How Natural Birth Became Inaccessible to the Poor
Pilar gave birth in a private, “humanized” hospital in Mexico City that takes a holistic approach to health and combines world-class medicine with the comforts of a five-star hotel. [1] [1] All names in this article, except for the author’s and Jan Tritten’s, have been changed to protect people’s privacy. The exterior walls of the hospital are covered with ivy, the floors are marble, and soothing tunes from a piano often echo in the multilevel foyer. Guests are served organic food. The bathrooms are appointed with terry cloth robes embroidered with the hospital’s emblem, and the tips of the toilet paper are carefully folded into a triangle. When I interviewed her, Pilar told me about her pleasant water birth in one of the hospital’s hot tubs.
But in a village that feels a world away from Pilar’s reality, Lupita’s birthing experience left a dark stain in her memory and pain in her heart. When she recognized that it was time to give birth, she sought the help of the village midwife, Leonila—an elderly woman who has used traditional techniques to bring children into the community for generations.
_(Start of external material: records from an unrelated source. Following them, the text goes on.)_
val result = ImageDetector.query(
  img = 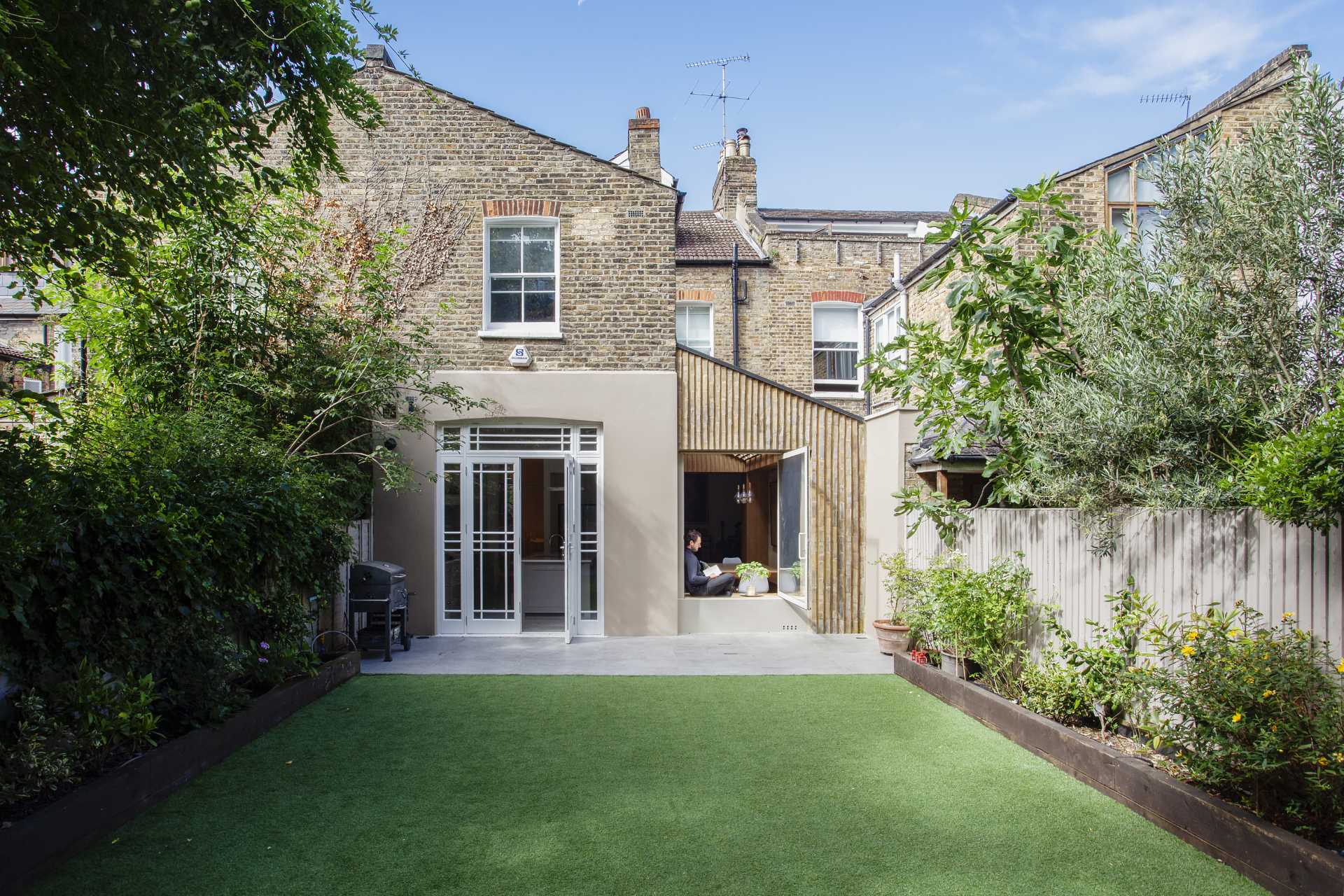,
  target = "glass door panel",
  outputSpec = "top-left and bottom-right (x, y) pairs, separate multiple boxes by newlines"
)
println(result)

Leonila had recently attended a government-mandated workshop where she and other midwives were informed about potential obstetric emergencies that can occur during the birthing process and instructed to refer all births to the regional hospital. So Lupita and her family loaded into a pickup truck, which trudged along a windy, uneven mountain path.
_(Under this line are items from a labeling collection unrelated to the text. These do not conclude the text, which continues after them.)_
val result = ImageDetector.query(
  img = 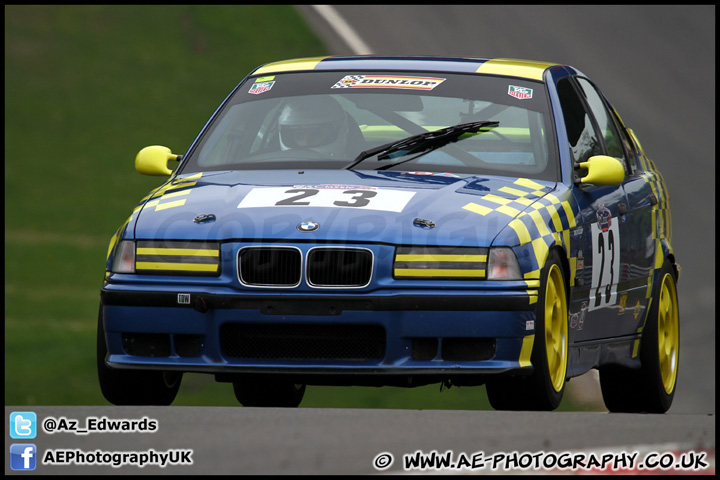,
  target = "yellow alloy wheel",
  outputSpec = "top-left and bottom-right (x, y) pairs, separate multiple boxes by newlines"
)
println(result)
(545, 265), (568, 392)
(658, 273), (680, 395)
Leonila’s story of what happened next is shocking. By the time they arrived at the hospital, Lupita was on the brink of delivery. Her family clamored for the help of the hospital staff, but Lupita was refused service. When she could no longer hold the baby in, Lupita rushed into a bathroom and delivered a stillborn baby into the toilet bowl. A nurse burst in on the distraught, weeping Lupita and scolded her for the pool of blood. She ordered Lupita to clean up the mess.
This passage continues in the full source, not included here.